# Pendants with a 4 jaw chuck



## Gary Max (Jul 13, 2009)

Here's how we make Pendants----I try to keep things very simple so we can make a bunch of product
Using a 4 jaw chuck---here are a couple of easy to follow pics.
There are many different ways to make these---this is just how we get-r-done---plus if you have a 4 jaw chuck you ain't got to buy anything.

1st cut your blanks---I like 3/8 by 1 3/4 round----you can make them any size you like.

2nd --Mount the blanks on the center of your #1 jig----first thing you need to turn is the outside edge---gives you balance

3rd----I just drill a 1/4 inch hole---just pick a spot and drill---no great math here--I do this step on my drill press----be sure you leave enough wood to support your cord.

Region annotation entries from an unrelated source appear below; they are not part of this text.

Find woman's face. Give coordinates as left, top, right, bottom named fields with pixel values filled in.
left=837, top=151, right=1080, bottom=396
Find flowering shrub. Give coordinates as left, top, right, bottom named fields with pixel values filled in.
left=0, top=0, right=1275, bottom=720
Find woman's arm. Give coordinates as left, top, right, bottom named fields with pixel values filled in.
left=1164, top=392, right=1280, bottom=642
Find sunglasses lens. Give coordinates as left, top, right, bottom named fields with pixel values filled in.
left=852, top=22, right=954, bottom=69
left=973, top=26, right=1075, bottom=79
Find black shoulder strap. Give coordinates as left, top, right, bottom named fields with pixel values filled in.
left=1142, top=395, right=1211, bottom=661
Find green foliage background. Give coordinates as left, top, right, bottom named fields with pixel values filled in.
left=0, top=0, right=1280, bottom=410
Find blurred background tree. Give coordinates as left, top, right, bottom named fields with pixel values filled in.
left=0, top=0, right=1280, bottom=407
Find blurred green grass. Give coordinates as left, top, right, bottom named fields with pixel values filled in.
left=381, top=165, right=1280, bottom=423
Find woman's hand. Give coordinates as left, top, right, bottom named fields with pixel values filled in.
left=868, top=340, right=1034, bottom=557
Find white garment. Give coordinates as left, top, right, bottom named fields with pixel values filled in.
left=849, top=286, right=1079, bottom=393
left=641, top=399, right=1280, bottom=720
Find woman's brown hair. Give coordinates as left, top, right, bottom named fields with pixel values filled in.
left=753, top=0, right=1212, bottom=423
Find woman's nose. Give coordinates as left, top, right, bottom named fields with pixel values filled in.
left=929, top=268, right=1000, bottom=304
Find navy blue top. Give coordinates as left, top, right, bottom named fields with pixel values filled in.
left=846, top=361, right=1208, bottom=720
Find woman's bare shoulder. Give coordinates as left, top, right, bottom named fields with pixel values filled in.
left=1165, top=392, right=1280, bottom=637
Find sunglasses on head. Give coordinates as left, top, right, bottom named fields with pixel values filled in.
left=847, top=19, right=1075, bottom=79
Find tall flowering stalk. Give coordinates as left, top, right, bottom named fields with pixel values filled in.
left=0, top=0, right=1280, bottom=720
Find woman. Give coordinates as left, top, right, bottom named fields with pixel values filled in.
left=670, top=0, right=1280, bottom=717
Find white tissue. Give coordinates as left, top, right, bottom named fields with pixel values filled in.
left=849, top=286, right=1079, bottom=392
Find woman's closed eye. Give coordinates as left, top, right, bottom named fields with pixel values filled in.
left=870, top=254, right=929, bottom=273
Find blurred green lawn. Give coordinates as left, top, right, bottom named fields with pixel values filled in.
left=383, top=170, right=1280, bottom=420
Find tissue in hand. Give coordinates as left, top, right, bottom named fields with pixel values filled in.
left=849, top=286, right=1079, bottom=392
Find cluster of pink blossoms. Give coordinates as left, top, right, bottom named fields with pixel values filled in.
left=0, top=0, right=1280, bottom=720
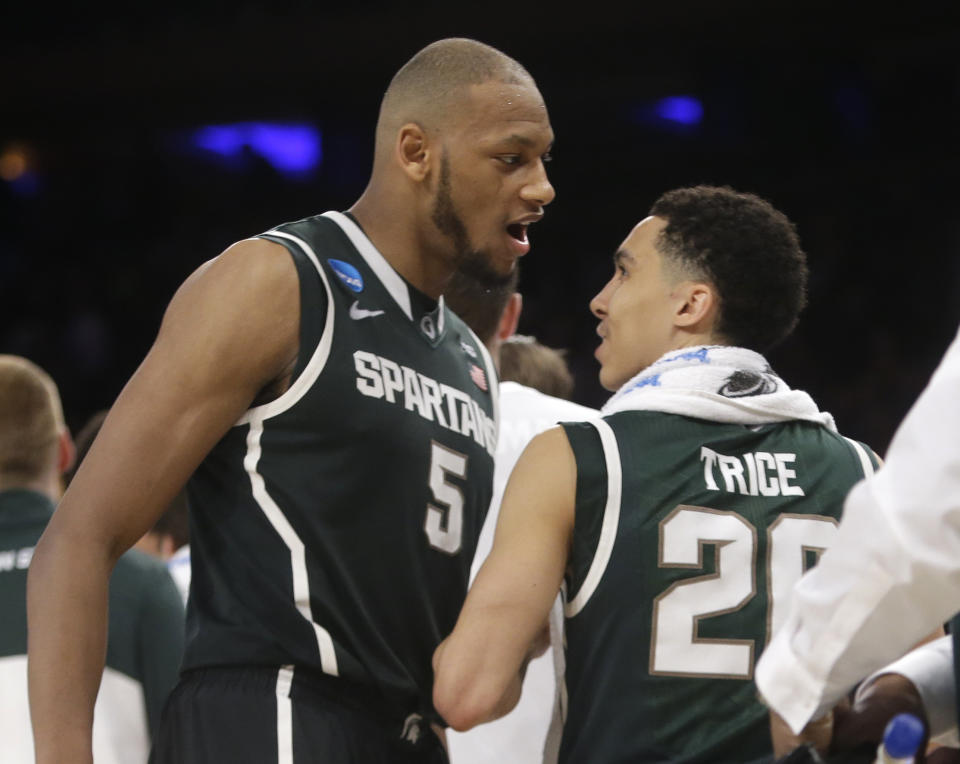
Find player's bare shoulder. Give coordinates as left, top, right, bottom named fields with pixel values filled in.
left=157, top=239, right=300, bottom=402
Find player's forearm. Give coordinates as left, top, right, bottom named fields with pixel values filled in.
left=27, top=531, right=112, bottom=764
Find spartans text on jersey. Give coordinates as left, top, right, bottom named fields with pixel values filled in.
left=353, top=350, right=497, bottom=456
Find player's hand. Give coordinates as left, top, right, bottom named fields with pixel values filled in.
left=831, top=674, right=928, bottom=764
left=770, top=711, right=833, bottom=758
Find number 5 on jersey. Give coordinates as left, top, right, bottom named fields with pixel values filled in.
left=423, top=441, right=467, bottom=554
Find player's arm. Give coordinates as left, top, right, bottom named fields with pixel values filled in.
left=27, top=240, right=300, bottom=764
left=433, top=427, right=577, bottom=730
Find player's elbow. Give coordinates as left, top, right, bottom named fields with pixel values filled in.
left=433, top=667, right=502, bottom=732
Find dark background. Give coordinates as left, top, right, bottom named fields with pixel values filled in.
left=0, top=0, right=960, bottom=452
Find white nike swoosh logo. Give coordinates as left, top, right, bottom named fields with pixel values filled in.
left=350, top=300, right=383, bottom=321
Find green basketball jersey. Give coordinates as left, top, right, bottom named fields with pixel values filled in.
left=560, top=411, right=875, bottom=764
left=185, top=213, right=496, bottom=719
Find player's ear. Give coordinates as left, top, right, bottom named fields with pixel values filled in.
left=674, top=281, right=719, bottom=330
left=497, top=292, right=523, bottom=342
left=396, top=122, right=434, bottom=182
left=57, top=428, right=77, bottom=475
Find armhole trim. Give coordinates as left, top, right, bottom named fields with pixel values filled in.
left=563, top=419, right=623, bottom=618
left=843, top=436, right=876, bottom=477
left=234, top=231, right=336, bottom=427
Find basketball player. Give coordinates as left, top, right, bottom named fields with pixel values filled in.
left=434, top=187, right=876, bottom=764
left=0, top=355, right=183, bottom=764
left=30, top=39, right=554, bottom=764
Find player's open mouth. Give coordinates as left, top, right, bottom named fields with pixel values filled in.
left=507, top=223, right=529, bottom=244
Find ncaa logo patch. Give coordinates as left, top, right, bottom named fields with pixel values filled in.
left=327, top=257, right=363, bottom=292
left=470, top=363, right=487, bottom=392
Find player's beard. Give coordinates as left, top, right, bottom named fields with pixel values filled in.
left=432, top=151, right=513, bottom=289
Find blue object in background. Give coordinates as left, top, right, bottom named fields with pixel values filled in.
left=191, top=122, right=323, bottom=177
left=631, top=95, right=704, bottom=133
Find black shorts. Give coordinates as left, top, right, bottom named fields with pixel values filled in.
left=150, top=667, right=448, bottom=764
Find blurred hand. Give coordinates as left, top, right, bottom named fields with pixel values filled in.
left=830, top=674, right=929, bottom=764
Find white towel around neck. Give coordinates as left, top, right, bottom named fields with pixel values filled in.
left=601, top=345, right=837, bottom=432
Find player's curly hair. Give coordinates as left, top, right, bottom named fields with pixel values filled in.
left=650, top=186, right=808, bottom=352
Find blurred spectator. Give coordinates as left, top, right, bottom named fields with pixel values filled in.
left=65, top=410, right=190, bottom=604
left=500, top=334, right=573, bottom=401
left=444, top=266, right=599, bottom=764
left=0, top=355, right=183, bottom=764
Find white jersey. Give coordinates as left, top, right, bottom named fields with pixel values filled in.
left=447, top=382, right=600, bottom=764
left=167, top=544, right=190, bottom=605
left=756, top=322, right=960, bottom=730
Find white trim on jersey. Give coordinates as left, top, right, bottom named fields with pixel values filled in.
left=234, top=231, right=336, bottom=427
left=243, top=417, right=338, bottom=676
left=323, top=211, right=414, bottom=320
left=843, top=435, right=875, bottom=477
left=277, top=666, right=293, bottom=764
left=466, top=320, right=500, bottom=438
left=563, top=419, right=623, bottom=618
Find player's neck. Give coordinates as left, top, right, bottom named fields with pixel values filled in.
left=349, top=194, right=452, bottom=299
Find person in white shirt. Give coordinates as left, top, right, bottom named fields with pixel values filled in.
left=444, top=274, right=599, bottom=764
left=756, top=324, right=960, bottom=752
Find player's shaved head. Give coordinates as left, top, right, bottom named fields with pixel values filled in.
left=377, top=37, right=536, bottom=150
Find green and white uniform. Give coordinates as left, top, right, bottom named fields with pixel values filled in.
left=560, top=351, right=875, bottom=764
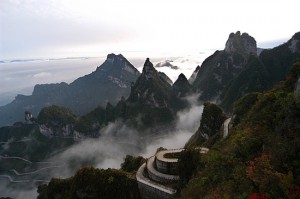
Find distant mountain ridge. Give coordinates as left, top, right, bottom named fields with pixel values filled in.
left=0, top=54, right=140, bottom=126
left=189, top=31, right=300, bottom=111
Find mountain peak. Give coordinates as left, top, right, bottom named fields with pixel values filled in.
left=143, top=58, right=157, bottom=80
left=106, top=53, right=126, bottom=63
left=189, top=65, right=200, bottom=84
left=177, top=73, right=187, bottom=81
left=225, top=31, right=257, bottom=55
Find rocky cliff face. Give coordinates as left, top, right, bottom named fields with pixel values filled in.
left=129, top=58, right=171, bottom=108
left=192, top=31, right=257, bottom=101
left=186, top=103, right=226, bottom=147
left=224, top=31, right=257, bottom=55
left=220, top=33, right=300, bottom=111
left=0, top=54, right=140, bottom=126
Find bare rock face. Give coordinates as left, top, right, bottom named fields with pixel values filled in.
left=225, top=31, right=257, bottom=55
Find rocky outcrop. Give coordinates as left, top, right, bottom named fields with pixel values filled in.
left=129, top=58, right=171, bottom=108
left=224, top=31, right=257, bottom=55
left=0, top=54, right=140, bottom=126
left=158, top=71, right=173, bottom=85
left=219, top=32, right=300, bottom=111
left=189, top=65, right=200, bottom=84
left=191, top=31, right=257, bottom=101
left=186, top=103, right=228, bottom=147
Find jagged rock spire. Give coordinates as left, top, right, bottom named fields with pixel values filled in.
left=225, top=31, right=257, bottom=55
left=143, top=58, right=157, bottom=80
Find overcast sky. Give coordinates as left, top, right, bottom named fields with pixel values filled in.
left=0, top=0, right=300, bottom=60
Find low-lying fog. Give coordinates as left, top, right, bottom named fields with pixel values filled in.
left=0, top=96, right=203, bottom=198
left=0, top=50, right=213, bottom=106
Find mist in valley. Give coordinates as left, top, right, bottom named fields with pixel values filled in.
left=0, top=95, right=203, bottom=198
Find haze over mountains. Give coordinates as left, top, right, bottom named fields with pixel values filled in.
left=0, top=31, right=300, bottom=199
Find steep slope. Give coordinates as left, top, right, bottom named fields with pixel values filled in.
left=178, top=62, right=300, bottom=199
left=220, top=32, right=300, bottom=111
left=170, top=73, right=193, bottom=110
left=129, top=58, right=171, bottom=107
left=186, top=103, right=226, bottom=148
left=38, top=167, right=141, bottom=199
left=127, top=58, right=173, bottom=126
left=0, top=54, right=140, bottom=126
left=193, top=31, right=257, bottom=101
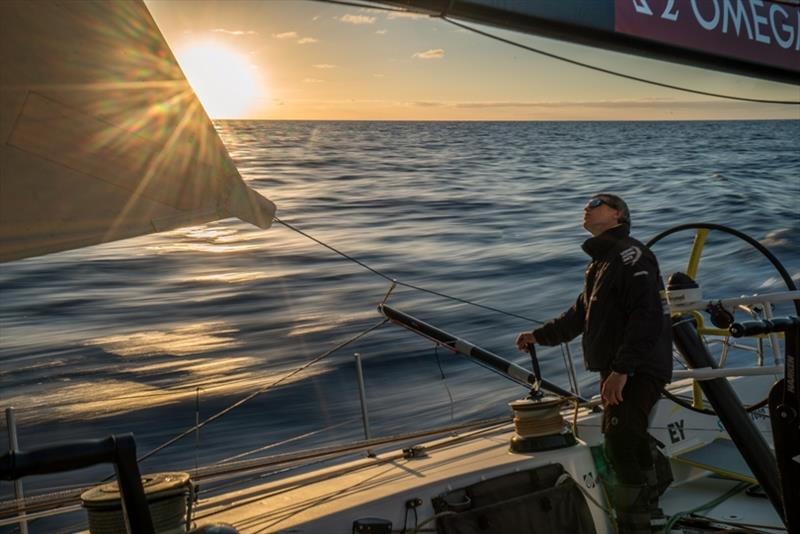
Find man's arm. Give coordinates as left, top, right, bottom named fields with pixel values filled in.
left=611, top=254, right=668, bottom=374
left=533, top=293, right=586, bottom=346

4th---this is the second jig---it's oversized so you can stick you pendant on off centered and still hold it securly. I use the 1/4 inch drill bit as a pilot shaft---it helps get everything thing inline. Now we turn the face giving the pendant it's final shape and sand.

5th---using a small sander on the back ---- and it is ready for a finish.


----------



## jaeger (Jul 13, 2009)

Thanks for the tips and taking the time to take and post the photos.


----------



## leehljp (Jul 13, 2009)

Thanks Gary, Good ideas.


----------



## rjwolfe3 (Jul 13, 2009)

Thanks for the info!


----------



## Gary Max (Jul 14, 2009)

Right now my wife is working on getting a 100 of these made. We sold 3 at last weekends show.
Oh---we are using 2mm leather cord.


----------



## gad5264 (Jul 14, 2009)

Thanks for the info Gary


----------



## mickr (Jul 18, 2009)

good info..don't know that I'll make pendants, but I have good info if I choose to..thanks


----------